Ark River Review was the long-time literary magazine at Wichita State University.
New Letters, at the University of Missouri-Kansas City, is a nationally recognized literary magazine that runs an annual award competition. Regional writing has found a home there, and writers like Robert Day, Thomas Fox Averill, Jo McDougall, Nance Van Winckel (one-time resident of Assyria), and Albert Goldbarth can be found therein.
Midwest Quarterly is housed at Pittsburg State University. Although primarily a scholarly journal, the Quarterly runs a creative issue each summer. Under the direction of Stephen Meats, the magazine has featured work by Kansans on regional subjects, in tribute to Kansas writers like William Stafford and Jonathan Holden, and has published some of the finest new work by emerging Kansas Writers.
Coal City Review, first published in 1989, is edited by poet Brian Daldorph (b.1958), British-born, but now on the faculty of the University of Kansas.
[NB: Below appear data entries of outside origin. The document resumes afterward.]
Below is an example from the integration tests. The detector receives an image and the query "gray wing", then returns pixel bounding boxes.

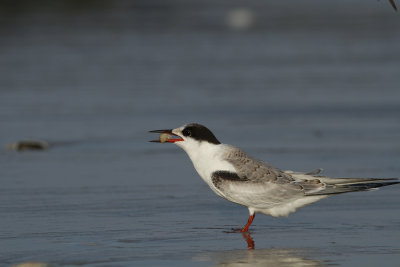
[216,148,326,194]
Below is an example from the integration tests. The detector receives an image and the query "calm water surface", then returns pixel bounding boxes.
[0,0,400,267]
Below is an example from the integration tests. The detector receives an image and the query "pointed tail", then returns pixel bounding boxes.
[307,177,400,196]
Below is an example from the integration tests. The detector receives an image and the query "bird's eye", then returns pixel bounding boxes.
[182,129,192,136]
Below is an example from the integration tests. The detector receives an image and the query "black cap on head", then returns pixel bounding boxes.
[182,123,221,145]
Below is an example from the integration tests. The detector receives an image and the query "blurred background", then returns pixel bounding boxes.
[0,0,400,266]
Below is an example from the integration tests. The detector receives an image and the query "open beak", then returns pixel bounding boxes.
[149,129,184,143]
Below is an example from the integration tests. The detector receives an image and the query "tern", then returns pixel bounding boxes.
[150,123,400,232]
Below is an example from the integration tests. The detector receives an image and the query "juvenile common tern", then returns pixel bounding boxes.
[150,123,400,232]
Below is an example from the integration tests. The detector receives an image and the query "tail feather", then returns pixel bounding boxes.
[307,177,400,196]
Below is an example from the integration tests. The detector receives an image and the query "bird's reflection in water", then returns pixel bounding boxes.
[242,232,255,249]
[195,248,325,267]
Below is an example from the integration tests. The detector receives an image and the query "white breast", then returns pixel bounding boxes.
[180,142,235,191]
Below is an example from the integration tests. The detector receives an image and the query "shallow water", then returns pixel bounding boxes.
[0,0,400,267]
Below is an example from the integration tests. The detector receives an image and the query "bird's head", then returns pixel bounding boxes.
[150,123,220,151]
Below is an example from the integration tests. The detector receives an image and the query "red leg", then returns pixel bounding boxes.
[240,213,256,233]
[242,232,255,249]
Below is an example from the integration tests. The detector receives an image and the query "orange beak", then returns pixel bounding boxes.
[149,129,184,143]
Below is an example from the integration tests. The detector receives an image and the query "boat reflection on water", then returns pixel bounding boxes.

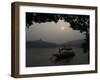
[50,47,75,63]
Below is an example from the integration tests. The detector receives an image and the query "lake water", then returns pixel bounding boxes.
[26,48,89,67]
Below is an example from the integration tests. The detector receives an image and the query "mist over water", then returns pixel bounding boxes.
[26,20,85,44]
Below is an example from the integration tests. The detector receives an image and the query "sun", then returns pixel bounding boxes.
[60,26,65,31]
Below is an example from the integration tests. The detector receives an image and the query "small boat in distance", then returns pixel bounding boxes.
[53,47,75,58]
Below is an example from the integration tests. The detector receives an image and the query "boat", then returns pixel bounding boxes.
[53,48,75,58]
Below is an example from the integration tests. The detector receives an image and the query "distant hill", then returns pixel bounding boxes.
[26,39,84,48]
[26,39,59,48]
[62,39,85,47]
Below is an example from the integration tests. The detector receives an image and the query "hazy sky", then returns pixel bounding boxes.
[26,20,85,44]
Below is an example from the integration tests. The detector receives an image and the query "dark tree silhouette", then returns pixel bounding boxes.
[26,12,89,52]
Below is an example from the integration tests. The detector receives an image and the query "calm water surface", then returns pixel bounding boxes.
[26,48,89,67]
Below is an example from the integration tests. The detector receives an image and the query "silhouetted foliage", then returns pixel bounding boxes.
[26,13,89,32]
[26,12,89,52]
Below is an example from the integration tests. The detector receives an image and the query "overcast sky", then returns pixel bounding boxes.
[26,20,85,44]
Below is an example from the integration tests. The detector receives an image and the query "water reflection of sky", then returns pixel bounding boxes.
[26,20,85,44]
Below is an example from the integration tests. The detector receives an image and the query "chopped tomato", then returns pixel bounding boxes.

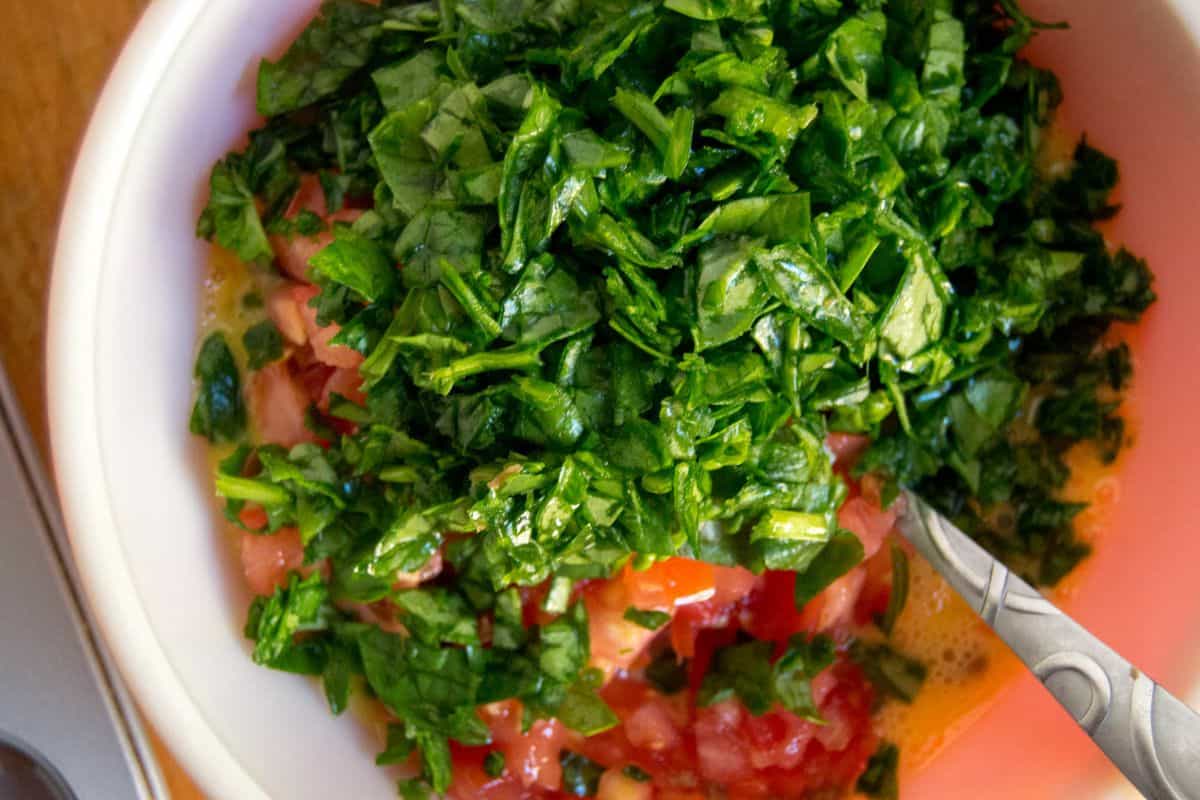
[626,703,682,752]
[582,581,658,675]
[826,433,871,469]
[250,362,317,447]
[266,284,308,347]
[241,528,304,595]
[854,547,892,625]
[480,700,566,789]
[317,368,367,411]
[814,566,866,633]
[671,566,763,658]
[391,551,445,589]
[238,503,268,530]
[446,741,529,800]
[292,285,362,368]
[838,495,899,558]
[620,558,716,610]
[696,700,754,786]
[270,175,362,282]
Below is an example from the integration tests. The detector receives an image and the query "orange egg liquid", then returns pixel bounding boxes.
[876,412,1129,781]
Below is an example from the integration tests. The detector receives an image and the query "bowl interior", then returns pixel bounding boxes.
[49,0,1200,800]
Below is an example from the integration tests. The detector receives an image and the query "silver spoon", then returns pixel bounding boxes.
[896,492,1200,800]
[0,732,76,800]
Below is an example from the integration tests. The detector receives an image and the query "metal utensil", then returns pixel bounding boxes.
[896,492,1200,800]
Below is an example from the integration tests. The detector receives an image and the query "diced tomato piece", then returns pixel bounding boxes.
[713,566,762,603]
[391,551,445,589]
[826,433,871,469]
[671,566,763,658]
[596,769,654,800]
[582,581,656,675]
[744,711,818,770]
[241,528,304,595]
[266,284,308,347]
[238,503,269,530]
[696,700,754,786]
[622,558,716,610]
[270,175,362,282]
[625,700,682,752]
[250,362,317,447]
[446,741,529,800]
[480,700,566,790]
[838,497,898,558]
[814,566,866,633]
[854,547,892,625]
[742,570,811,642]
[317,368,367,411]
[292,285,364,368]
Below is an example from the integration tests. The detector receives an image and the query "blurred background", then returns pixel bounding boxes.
[0,0,202,800]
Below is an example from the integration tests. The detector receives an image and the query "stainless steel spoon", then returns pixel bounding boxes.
[0,732,74,800]
[896,492,1200,800]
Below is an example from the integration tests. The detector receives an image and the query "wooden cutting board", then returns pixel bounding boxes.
[0,0,204,800]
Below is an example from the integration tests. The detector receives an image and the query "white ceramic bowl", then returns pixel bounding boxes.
[48,0,1200,800]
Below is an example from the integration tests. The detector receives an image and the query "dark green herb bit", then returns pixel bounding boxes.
[857,741,900,800]
[559,750,604,798]
[188,332,246,443]
[646,648,691,694]
[878,542,910,636]
[484,750,504,777]
[851,642,928,703]
[625,606,671,631]
[622,764,654,783]
[241,320,283,369]
[696,636,834,722]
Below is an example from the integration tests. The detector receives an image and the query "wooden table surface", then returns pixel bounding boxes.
[0,0,203,800]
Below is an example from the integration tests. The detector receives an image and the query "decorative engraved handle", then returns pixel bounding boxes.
[898,492,1200,800]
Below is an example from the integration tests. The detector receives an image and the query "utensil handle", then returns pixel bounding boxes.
[898,492,1200,800]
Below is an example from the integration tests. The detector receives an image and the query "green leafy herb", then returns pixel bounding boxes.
[625,606,671,631]
[559,750,604,798]
[191,0,1154,798]
[241,320,283,369]
[878,542,908,636]
[696,636,834,722]
[857,741,900,800]
[484,750,504,777]
[188,333,246,441]
[851,642,928,703]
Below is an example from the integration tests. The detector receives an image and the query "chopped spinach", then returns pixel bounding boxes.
[190,0,1154,798]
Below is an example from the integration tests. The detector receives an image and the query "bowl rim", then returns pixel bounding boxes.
[46,0,268,799]
[46,0,1200,800]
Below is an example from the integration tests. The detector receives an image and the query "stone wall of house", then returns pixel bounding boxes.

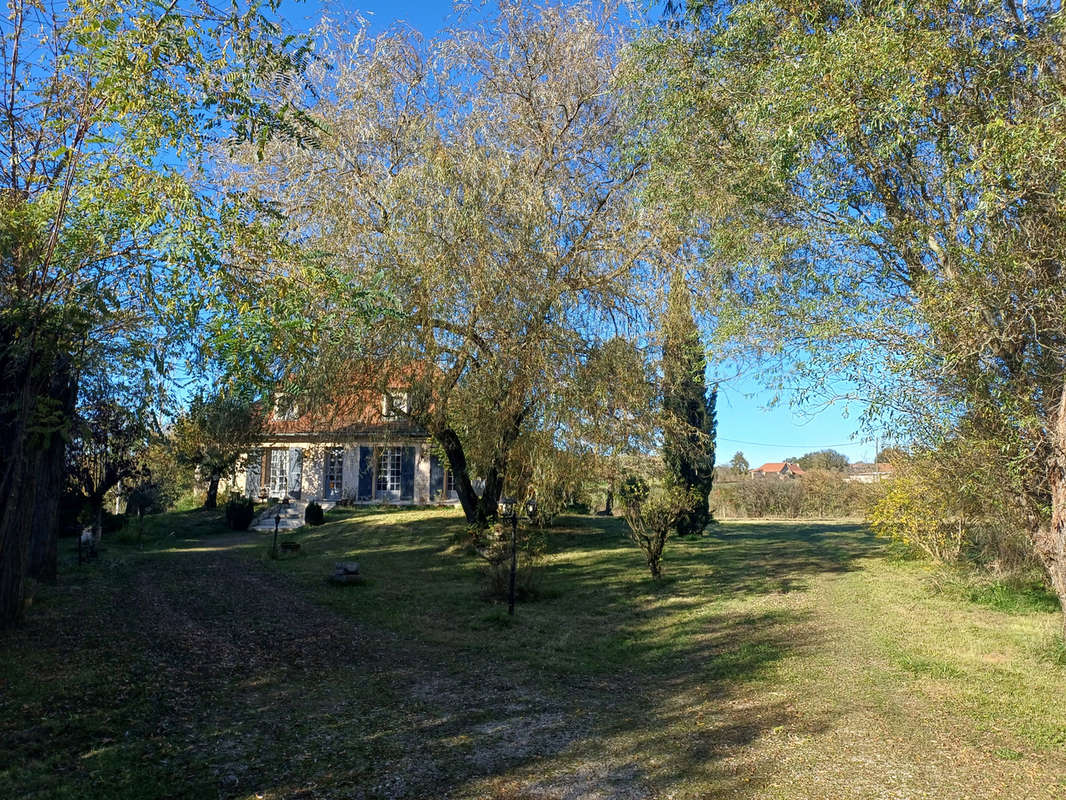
[231,441,443,505]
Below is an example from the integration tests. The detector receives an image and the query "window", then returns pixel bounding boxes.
[377,447,403,494]
[274,395,300,422]
[382,391,408,419]
[325,447,344,500]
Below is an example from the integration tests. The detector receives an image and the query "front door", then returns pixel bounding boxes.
[377,447,403,500]
[322,447,344,500]
[267,448,289,497]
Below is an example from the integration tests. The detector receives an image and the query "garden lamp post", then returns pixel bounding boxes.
[498,497,518,617]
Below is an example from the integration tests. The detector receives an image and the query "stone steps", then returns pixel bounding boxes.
[252,500,337,532]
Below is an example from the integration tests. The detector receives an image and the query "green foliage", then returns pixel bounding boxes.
[662,270,717,535]
[304,500,326,525]
[618,475,651,506]
[171,393,263,508]
[126,477,167,516]
[618,475,698,578]
[631,0,1066,635]
[226,2,676,533]
[869,437,1034,574]
[468,522,546,601]
[225,497,256,530]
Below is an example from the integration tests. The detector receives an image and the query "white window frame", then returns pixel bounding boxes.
[274,395,300,422]
[382,391,409,419]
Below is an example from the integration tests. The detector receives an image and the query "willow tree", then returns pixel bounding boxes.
[224,2,677,523]
[633,0,1066,634]
[0,0,311,625]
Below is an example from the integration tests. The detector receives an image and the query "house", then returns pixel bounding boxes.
[844,462,895,483]
[749,461,804,480]
[232,389,458,505]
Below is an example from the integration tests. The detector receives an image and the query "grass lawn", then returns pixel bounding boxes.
[0,509,1066,800]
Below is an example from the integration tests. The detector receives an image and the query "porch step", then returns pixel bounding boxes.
[252,500,337,531]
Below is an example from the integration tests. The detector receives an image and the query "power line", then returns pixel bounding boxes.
[715,436,865,450]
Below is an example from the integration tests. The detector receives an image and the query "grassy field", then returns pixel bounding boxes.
[0,509,1066,800]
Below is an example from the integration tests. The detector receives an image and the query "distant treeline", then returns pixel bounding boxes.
[711,469,882,519]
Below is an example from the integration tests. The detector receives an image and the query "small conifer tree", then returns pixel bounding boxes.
[662,270,717,535]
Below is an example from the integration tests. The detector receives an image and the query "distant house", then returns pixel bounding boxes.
[749,461,805,480]
[844,462,895,483]
[232,388,458,505]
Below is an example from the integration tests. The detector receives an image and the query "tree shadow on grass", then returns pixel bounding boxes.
[2,517,848,798]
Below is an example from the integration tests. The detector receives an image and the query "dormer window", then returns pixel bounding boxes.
[274,395,300,422]
[382,391,408,419]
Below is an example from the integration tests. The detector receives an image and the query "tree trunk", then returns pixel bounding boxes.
[204,473,222,509]
[28,357,78,583]
[433,410,528,527]
[0,330,74,626]
[1033,386,1066,640]
[0,439,34,625]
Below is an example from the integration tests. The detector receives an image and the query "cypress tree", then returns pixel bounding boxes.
[662,270,717,535]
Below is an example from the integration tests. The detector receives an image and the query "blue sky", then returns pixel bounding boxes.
[272,0,875,467]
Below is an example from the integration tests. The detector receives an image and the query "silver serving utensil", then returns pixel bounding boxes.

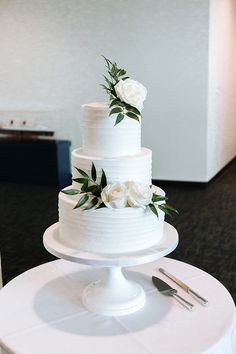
[159,268,208,306]
[152,276,194,311]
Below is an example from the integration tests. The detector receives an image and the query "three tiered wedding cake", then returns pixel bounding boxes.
[59,59,175,254]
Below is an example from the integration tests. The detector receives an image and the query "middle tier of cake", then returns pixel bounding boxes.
[59,186,165,254]
[72,148,152,188]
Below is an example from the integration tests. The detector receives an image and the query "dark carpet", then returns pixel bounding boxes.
[0,160,236,300]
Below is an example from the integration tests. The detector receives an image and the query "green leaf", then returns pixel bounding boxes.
[102,55,112,70]
[115,113,125,125]
[93,186,102,197]
[109,107,122,116]
[73,178,88,183]
[84,197,98,210]
[74,194,89,209]
[75,167,89,178]
[127,106,141,116]
[101,169,107,188]
[100,84,111,92]
[148,204,159,218]
[86,185,98,193]
[96,202,106,209]
[125,112,139,122]
[164,204,179,214]
[111,63,118,76]
[152,193,168,203]
[81,180,88,192]
[118,69,126,76]
[62,188,80,195]
[91,162,97,182]
[157,204,173,219]
[103,75,113,88]
[109,98,120,108]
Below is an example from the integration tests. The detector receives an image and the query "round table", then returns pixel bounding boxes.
[0,258,235,354]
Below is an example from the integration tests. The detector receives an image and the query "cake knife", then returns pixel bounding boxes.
[159,268,208,306]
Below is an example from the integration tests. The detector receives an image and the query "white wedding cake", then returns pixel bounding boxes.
[59,61,175,254]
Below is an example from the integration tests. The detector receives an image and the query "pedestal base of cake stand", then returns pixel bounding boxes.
[43,222,178,316]
[82,267,146,316]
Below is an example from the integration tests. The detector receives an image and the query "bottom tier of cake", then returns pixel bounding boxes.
[59,186,165,254]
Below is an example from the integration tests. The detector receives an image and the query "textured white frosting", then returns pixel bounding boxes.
[82,102,141,157]
[72,148,152,188]
[59,186,165,254]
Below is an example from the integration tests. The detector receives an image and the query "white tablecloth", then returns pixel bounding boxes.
[0,258,236,354]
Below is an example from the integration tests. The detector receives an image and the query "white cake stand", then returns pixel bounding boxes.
[43,222,178,316]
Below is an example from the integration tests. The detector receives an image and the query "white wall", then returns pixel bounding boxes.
[0,0,233,181]
[207,0,236,180]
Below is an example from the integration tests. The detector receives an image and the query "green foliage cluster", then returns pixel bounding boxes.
[62,162,107,210]
[148,193,178,219]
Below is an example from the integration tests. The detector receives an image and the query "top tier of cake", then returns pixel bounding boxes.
[82,102,141,158]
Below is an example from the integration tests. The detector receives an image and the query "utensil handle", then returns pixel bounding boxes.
[188,288,208,306]
[173,294,194,311]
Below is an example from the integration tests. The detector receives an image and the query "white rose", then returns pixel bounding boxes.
[126,181,152,209]
[115,79,147,111]
[101,183,127,209]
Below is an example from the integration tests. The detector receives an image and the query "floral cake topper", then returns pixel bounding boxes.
[101,57,147,125]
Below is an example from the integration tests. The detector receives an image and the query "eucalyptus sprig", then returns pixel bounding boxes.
[62,162,107,210]
[148,193,179,219]
[101,56,141,125]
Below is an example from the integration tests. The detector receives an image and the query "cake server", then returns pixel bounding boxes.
[152,276,194,310]
[159,268,208,305]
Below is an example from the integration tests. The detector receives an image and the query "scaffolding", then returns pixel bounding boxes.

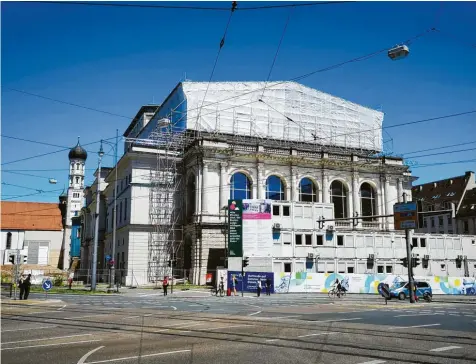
[126,118,186,284]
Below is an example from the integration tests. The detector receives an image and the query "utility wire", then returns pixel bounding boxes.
[261,7,294,98]
[35,1,356,11]
[400,140,476,158]
[196,1,238,128]
[3,87,133,120]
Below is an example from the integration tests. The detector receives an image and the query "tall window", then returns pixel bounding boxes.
[360,182,377,221]
[5,232,12,249]
[331,181,349,219]
[299,178,317,202]
[230,172,251,200]
[187,174,196,218]
[266,176,284,201]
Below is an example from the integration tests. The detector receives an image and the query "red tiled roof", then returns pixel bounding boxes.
[1,201,63,231]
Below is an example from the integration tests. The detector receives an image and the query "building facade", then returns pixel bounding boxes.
[96,82,476,285]
[0,201,63,269]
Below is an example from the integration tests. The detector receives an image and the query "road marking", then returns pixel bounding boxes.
[85,350,191,364]
[78,346,104,364]
[2,334,92,345]
[0,339,101,350]
[393,313,436,317]
[2,325,57,332]
[298,332,339,338]
[310,317,362,323]
[248,311,261,316]
[390,324,441,329]
[65,313,110,320]
[430,346,461,351]
[199,325,253,330]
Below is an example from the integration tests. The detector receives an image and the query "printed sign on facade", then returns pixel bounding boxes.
[228,200,243,257]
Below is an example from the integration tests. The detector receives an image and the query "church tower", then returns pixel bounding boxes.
[60,137,88,271]
[66,137,88,222]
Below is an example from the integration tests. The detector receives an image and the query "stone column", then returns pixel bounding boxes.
[397,177,403,202]
[321,171,330,203]
[201,163,210,213]
[350,172,362,227]
[290,167,299,201]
The review also serves as a press. See: Bird’s Horn (2007), by Kevin Rabas (b.1974 ), a collection of jazz-inspired poetry.
Flint Hills Review, the yearly literary magazine published by Emporia State University, began in 1996. The current editor is creative writing teacher Amy Sage Webb.
Touchstone, published yearly at Kansas State University, is edited by graduate students in the English Department.